Other Guitars

Eko E85 for sale. Pics of what mine looked like originally.


I've spoken of mine from time to time but I thought, seeing this one currently for sale on Flea-bay, I'd show it and comment on my changes over the years. This guitar & mine are examples of a rare model from the late '70's. Few ever come up for sale and some I've seen have had an obscene asking price. Mine, with the changes, is a spectacular playing guitar....and pretty too. IMO this one is overpriced by 40 -50%. If you got it for $250-300 and made some [or all] my upgrades, you'd have a terrific guitar for a fair price.

You'll notice this model has a set-in neck, the only Eko model I've ever seen with this construction, vintage or the recent reissues. Most are bolt-on. BTW, this model has not unfortunately been reissued.

The neck width at the nut is 1.80" which was a big attraction for me when I bought it new in '79. 10 years later I had the back of the neck sanded down to my specs for thickness and profile, that being a soft V.

Mine had the double pickguards on this guitar. I took off the upper one and it still looked visually poor to me so I took off the lower one too and IMO improves the looks substantially. Still have them if anyone is interested.

Frets changed out and had the new ones - vintage low - extended to the outer edges of the binding. Nut was plastic which severely dulled any brightness and sustain. I changed that out for bone and had the slots spaced wider apart to take advantage of the now wider - rosewood + binding - fingerboard, made possible with the extended new frets. BTW, while hard to see in my pic, the inboard 4 slots are properly angled towards their tuning posts.

A number of years back I changed out the crappy tuners for Grover Imperials. With this shape, size and inlays, it suits the Imperials as shown in my pic.

At the same time, I dealt with the bridge. Notice the bridge is adjustable which wasn't suitable for installation of the LR Baggs Anthem system so Nicole removed the bridge, seamlessly filled the slot with matching wood and installed a bone bridge, then the system.

Pretty guitar with impeccable playability. In '94 I took it to the CAAS Convention and asked all the top players if they'd please play it to see if they could recommend any further improvements, beyond the nut and bridge materials. They didn't have any suggestions and loved how it played, in particular the low action, neck profile and the Flattop strings on it.

With a few changes, this could be a nice acquisition for someone!

Edit: Looking at the ad again I forgot to comment on the "professional repairs" mentioned. They aren't specific but from what I can see and just guessing as oddly, they don't mention the work done!, it may have been a neck reset which would be good but not bring the value up to the asking price.
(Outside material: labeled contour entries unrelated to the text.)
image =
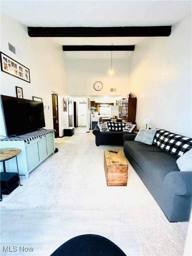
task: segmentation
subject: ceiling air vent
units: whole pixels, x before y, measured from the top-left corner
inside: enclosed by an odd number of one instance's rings
[[[13,53],[15,53],[15,54],[16,54],[15,46],[14,46],[13,45],[12,45],[11,44],[9,43],[9,42],[8,42],[8,45],[9,46],[9,50],[11,51],[11,52],[13,52]]]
I know some other Philly guys will chime in on this one: Back in the day there was a shop in Northeast Philly, Cintioli's Music. The owner, Benny Cintioli, was an accordion player from Italy who had a relationship with EKO through accordions. At some point he bought a boatload of EKO guitars, everthing from plastic sparkle covered off sets w/ 6 rocker switches and four pu's to superstrats with locking trems and USA pu's. If you didn't have the scratch for the latest Gibson or Fender, Benny might offer one of these unique exotic axes from the bowels of his mysterious shop basement. We would hide our disdain out of respect for Benny and politely say no thanks. We were generally young and stupid. I knew someone who didn't say no and remember being quite surprised as to how good his Italian Superstrat sounded and played. Of course he still wanted to unload the EKO for cheap and I still politely said no thanks, I was saving up for a Gibson. I finally got the Gibson (from Cintioli's) a Les Special reissue that came at no extra charge with a twisted neck that never played right and I ended up trading. That EKO, with it's multi-laminate neck is probably still straight as an arrow to this day.


I contacted the seller and said they didn't have to do a neck reset. They replaced a couple of frets and fixed some loose binding. There are some issues with the finish checking as well. FWIW, mine is pristine with no issues with any part of the guitar.

The seller says he has at least one more of these, but not up for sale at this point.


I like the looks of it--including the double pickguard. I see that this is a UK sale. I'll keep an eye on it for any movement in price.


I've been corresponding with the seller and his shop specializes in restoring Ekos. He mentioned that awhile back there was an Eko museum in Italy but isn't there anymore.

After describing the impeccable condition of mine, along with my upgrades, he mentioned that he's never seen one of these E85's in pristine/unblemished condition.

He said he has other E85's and is working on a book on Eko's which will be interesting for me.